FE minister Matthew Hancock has reneged on a pledge by his predecessor to offer extra support for STEM (science, technology, engineering and maths) subjects when the system of loans and fees for adults is launched this year.

Former FE minister John Hayes had promised that capital funding would be made available in 2013 to support subjects that have high equipment costs, amid fears that colleges and training providers would have to charge higher fees, which would deter students.

But, responding to a question from shadow skills minister Gordon Marsden, Mr Hancock said that over-24s taking level 3 courses, who face paying the full costs of their courses through loans from September, would have to wait for support for STEM subjects.
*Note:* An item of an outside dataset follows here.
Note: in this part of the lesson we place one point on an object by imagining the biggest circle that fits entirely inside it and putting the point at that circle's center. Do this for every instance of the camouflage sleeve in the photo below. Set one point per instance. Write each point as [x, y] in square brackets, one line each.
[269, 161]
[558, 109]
“We have looked at the options for using capital funding to strengthen the incentives for learners eligible for 24-plus advanced learning loans to take up courses in STEM subjects,” he said in a written parliamentary answer. “Data on the take-up of loans in the first year of introduction (2013-14) will inform our conclusions and the action we decide to take.”

He said that students should be informed about the benefits and higher financial returns from STEM subjects, and since they would be protected from the up-front costs, he suggested that there would not be big barriers to students enrolling.

Research carried out for the 157 Group last year, however, said that students choosing STEM subjects would face fees 30 to 40 per cent higher than other subjects, and that there would be an even greater premium for agricultural programmes.

Mr Marsden claimed that the wait-and-see approach is “extremely damaging”. “Everybody knows that if you’re going to maintain or expand STEM subjects, which is what everybody wants, then you have to have some sense of certainty,” he said. It comes on top of a lack of any widespread promotion of FE loans, which the government’s own impact assessment said would be crucial to their success, he added.

Surveys of employers show that 42 per cent of businesses struggle to find staff with the STEM skills they need. Professor Matthew Harrison, director of engineering and education at the Royal Academy of Engineering, said that 8 per cent of all engineering qualifications are for over-24s on level 3 courses - the highest rate among STEM subjects - which the sector could not afford to lose in a time of high demand.

“Just saying, `We will monitor the situation’ - I think that’s highly risky,” he said. “If a college finds its provision unviable, it will have to close it, and reopening it later is prohibitively expensive.” Finding suitably qualified staff after earlier making them redundant would be a particular problem, he added.

Instead, Professor Harrison said ministers should take the same approach as for higher education: finding extra funding to support high-cost “strategically important and vulnerable subjects”. “There was a fantastic opportunity to take a well-established approach into FE and it hasn’t happened,” he said.